The World Health Organisation (WHO) has said it welcomes innovations around the world, including repurposing drugs, traditional medicines and developing new therapies in the search for potential treatments for COVID-19.
The WHO Regional Office for Africa in Brazzaville, Congo said this in a statement posted on its website yesterday.
COVID-19 is a respiratory disease caused by the new coronavirus.
The global health organisation said it recognises that traditional, complementary and alternative medicine had many benefits.
“Africa has a long history of traditional medicine and practitioners that play an important role in providing care to populations.
“Medicinal plants such as Artemisia annua are being considered as possible treatments for COVID-19 and should be tested for efficacy and adverse side effects.
“Africans deserve to use medicines tested to the same standard.
“Even if therapies are derived from traditional practice and natural, establishing their efficacy and safety through rigorous clinical trials is critical,’’ it stated.
According to WHO, African governments, through their Ministers of Health, have adopted a resolution.
“The resolution urges Member States to produce evidence on the safety, efficacy and quality of traditional medicine at the 50th session of the WHO Regional Committee for Africa in 2000.
“Countries also agreed to undertake relevant research and require national medicines regulatory agencies to approve medicines in line with international standards, which include the product following a strict research protocol and undergoing tests and clinical trials.
“These studies normally involve hundreds of people under the monitoring of the national regulatory authorities and may take quite a few months in an expedited process.
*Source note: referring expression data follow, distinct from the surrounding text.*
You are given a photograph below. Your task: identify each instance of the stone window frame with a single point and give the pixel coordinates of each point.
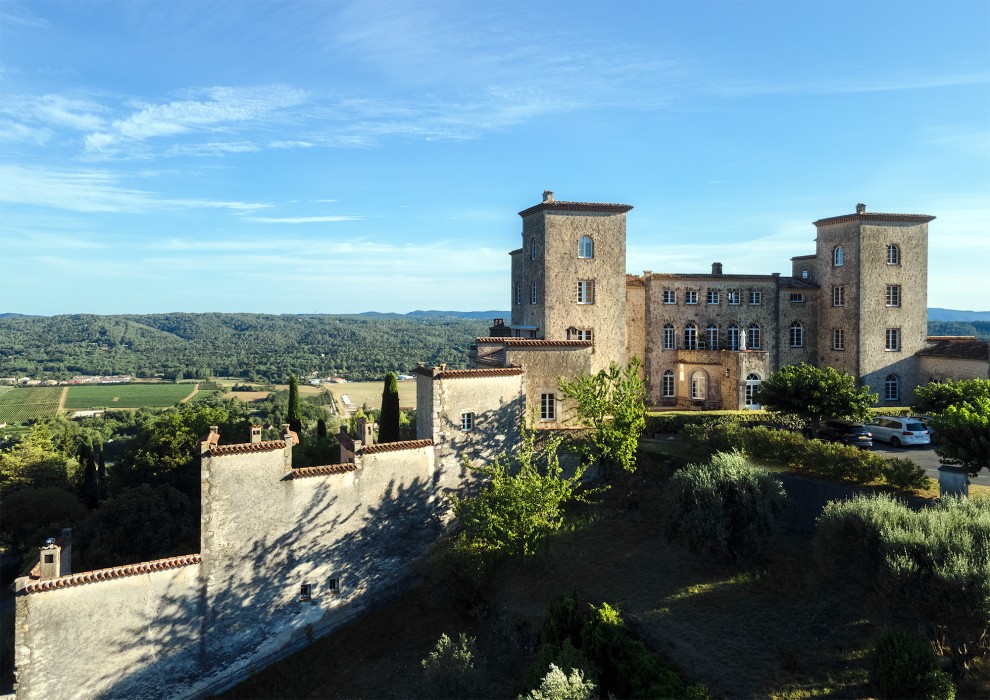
(668, 337)
(690, 336)
(586, 292)
(753, 330)
(839, 295)
(586, 248)
(795, 335)
(893, 296)
(892, 340)
(838, 339)
(711, 336)
(732, 337)
(669, 386)
(891, 388)
(893, 254)
(548, 406)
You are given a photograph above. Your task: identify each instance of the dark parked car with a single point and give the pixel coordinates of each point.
(845, 431)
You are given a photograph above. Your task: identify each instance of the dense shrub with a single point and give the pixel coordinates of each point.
(932, 565)
(727, 507)
(449, 671)
(904, 665)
“WHO is working with research institutions to select traditional medicine products that can be investigated for clinical efficacy and safety for COVID-19 treatment.’’
In addition, it said the organisation would continue to support countries as they explore the role of traditional health practitioners in prevention, control and early detection of the virus as well as case referral to health facilities.
“Over the past two decades, WHO has been working with countries to ensure safe and effective traditional medicine development in Africa by providing financial resources and technical support.
“WHO has supported clinical trials, leading 14 countries to issue marketing authorisation for 89 traditional medicine products that have met international and national requirements for registration.
“Of these, 43 have been included in national essential medicines lists.
“These products are now part of the arsenal to treat patients with a wide range of diseases including malaria, opportunistic infections related to HIV, diabetes, sickle cell and hypertension.
“Almost all countries in the WHO African region have national traditional medicine policies, following support from WHO.’’
WHO warns that as efforts are under way to find treatment for COVID-19, caution should be taken against misinformation, especially on social media, about the effectiveness of certain remedies.
“Many plants and substances are being proposed without the minimum requirements and evidence of quality, safety and efficacy.
“The use of products to treat COVID-19, which have not been robustly investigated can put people in danger, giving a false sense of security and distracting them from hand washing and physical distancing.